Who has it?
Probably not you. But, I’m almost certain at some point in your efforts to be healthier you might have thought, “I need to get more protein.”
I’m going to be honest with you. You’re probably eating more protein than you need. Why? How? Well, everything on the planet has protein in it. For the average person, a balanced diet is the best way to meet (or even exceed) your daily protein needs. Protein is special, because unlike carbohydrates or fats, the body can’t store protein as protein. That mean’s getting enough on a daily basis is pretty important.
When we eat protein, a few things happen:
- It helps us build healthy bones and muscles; proteins are the building blocks for healthy cells.
- It promotes feelings of satiety, or fullness.

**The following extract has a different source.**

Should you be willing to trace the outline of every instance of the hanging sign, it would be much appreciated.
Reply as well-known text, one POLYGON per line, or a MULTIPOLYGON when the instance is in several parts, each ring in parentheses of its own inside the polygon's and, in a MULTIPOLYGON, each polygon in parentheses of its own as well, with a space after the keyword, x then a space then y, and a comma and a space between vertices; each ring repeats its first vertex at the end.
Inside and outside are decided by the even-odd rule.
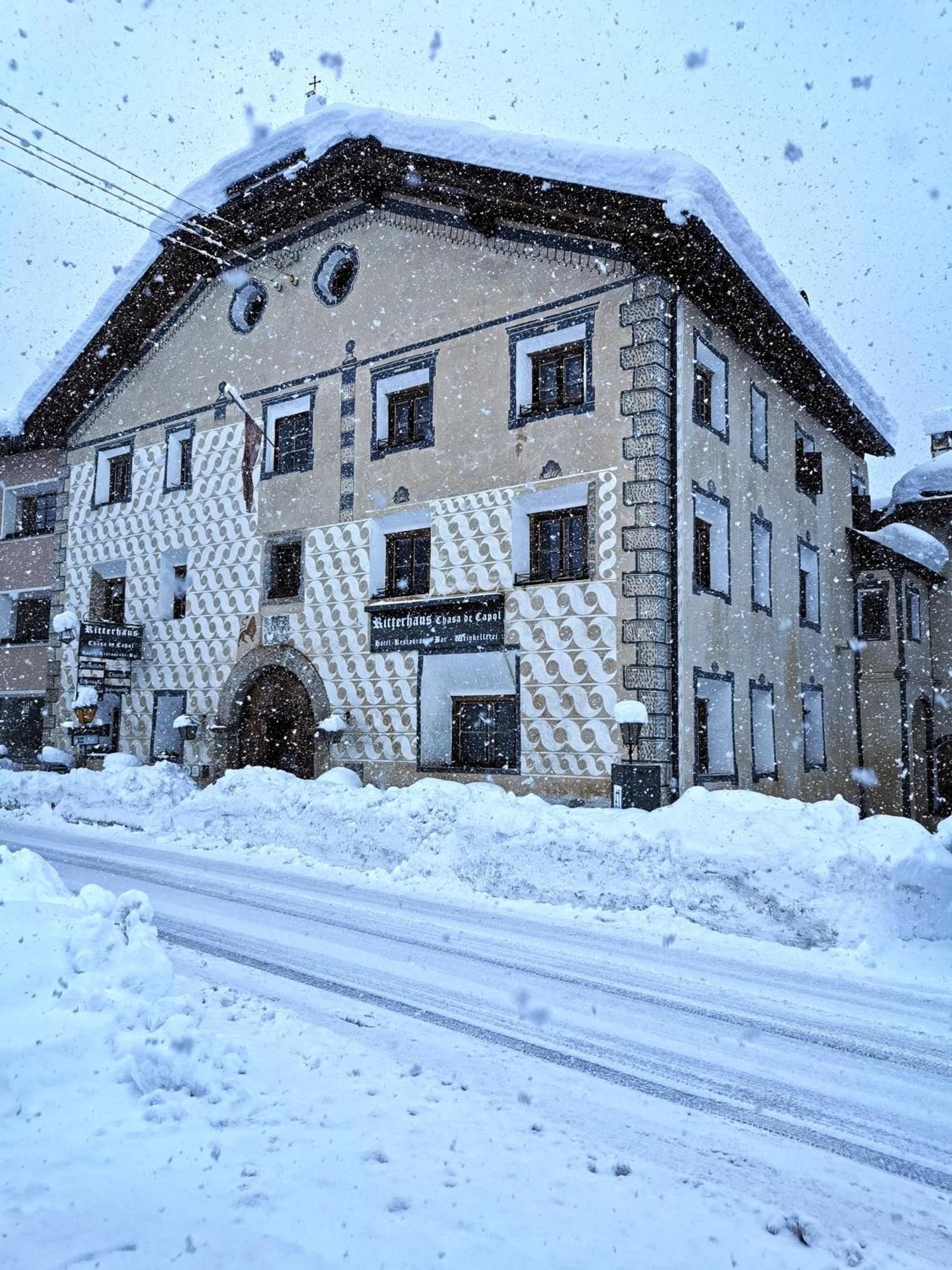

- It can help you limit your intake of overly processed carbs
- In some scenarios, it can help you achieve short term weight loss goals
Let’s focus on an important piece of information about protein that I mentioned above: you can’t store it. You need to eat it daily. In other words, when you don’t use up the protein you eat for energy, your body isn’t going to store it as protein. Loading up on protein will not make you skinnier if you’re eating more than your body needs. When you don’t use the protein you consume for energy, the amino acids that make up the protein are converted to glucose (sugar) via a process known as gluconeogenesis. The glucose is then stored, leading to weight gain.
This calculator can help you figure out exactly how much protein you need daily. Let’s look at a sample menu for a 30 year old woman, who weighs approximately 145lbs, is 5ft 4in, leads an active lifestyle and doesn’t have a restricted diet. She needs approximately 53 grams of protein daily.
Breakfast: 2 eggs with cooked spinach (12 grams)
Lunch: 1/2 cup of miso tofu over baby greens with 1/2 cup of cottage cheese (21 grams)
Dinner: 1/2 cup of black beans, 3.5oz chili lime chicken and roasted broccoli (31 grams)
Snacks: 1/4 cup almonds (8 grams) or 2tbsp peanut butter and crackers (8 grams)
Total for 3 meals + 1 snack: 72 grams
Keep in mind, protein deficiency is a real and diagnosable medical condition. If you feel you have a medical issue, consult your doctor, not a blog.
Your Turn: What are your favorite sources of protein? Have you ever thought you needed to boost your intake, and why?